Just as a mammal needs to be mature enough for reproduction, so too, must a plant. A newly sprouted seed of any type cannot be expected to produce fruit, seeds, reproductive vegetative growth or flowers. An offset that you have recently potted up should be considered a baby plant. It needs time to send out a rich network of roots and establish itself in its environment.

That being said, there is no definitive time for getting spiderettes on plants. It can take years even in the best conditions and the best advice is patience.

Why is a Mature Spider Plant Not Producing Babies?

In the absence of an age issue, if it is several years old and you still see no babies on spider plant, you may want to examine the conditions in which it is growing.

Spider plants produce those offsets from runners. These are aerial in a hanging basket which then suspend from the parent. Many plants reproduce vegetatively in this manner. Vinca is one plant that comes to mind. It sends out stolons, or runners, which root at the internodes and create carbon copies of the parent. Each can be divided away from the mature plant and become stand along representatives of the species. If no runners are present, then the foliar spiderettes cannot develop.
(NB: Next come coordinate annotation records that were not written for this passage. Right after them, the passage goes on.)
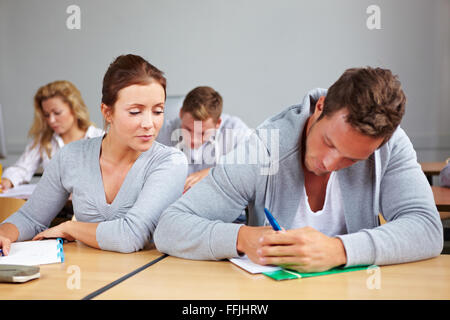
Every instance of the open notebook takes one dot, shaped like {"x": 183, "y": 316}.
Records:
{"x": 32, "y": 253}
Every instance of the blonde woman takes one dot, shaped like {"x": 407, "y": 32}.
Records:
{"x": 121, "y": 182}
{"x": 60, "y": 117}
It seems to be the opinion in many online forums that a spider plant needs to be root bound to form these offsets. A tightly planted container may be the key to a spider plant not producing babies. Make sure you ensure good drainage too, or root rot may become a problem.

Other Spider Plant Problems That Prevent Babies

Just as humans and other animals need appropriate food, water and living conditions to grow and flourish, spider plants have their own specialized environmental needs. Should my spider plant have no babies, I would first turn my attention to these circumstances.

  • Chlorophytum comosum is an herbaceous flowering perennial native to parts of Africa. It requires light but should not receive bright direct sunlight.
  • Spider plants need to be evenly moist and do not tolerate dry conditions. They may be offended by high concentrations of fluoride and other chemicals in drinking water, so try rain or distilled water to irrigate your plant.
  • Temperatures of 65 to 75 degrees Fahrenheit (18-23 C.) will promote flowering and enhance the chance of runners and babies forming.
  • Spider plants are heavy feeders. Use a good liquid houseplant food from spring to summer every two weeks.

Spider plants are one of the easiest indoor plants to care for and should thrive with proper light, food and water.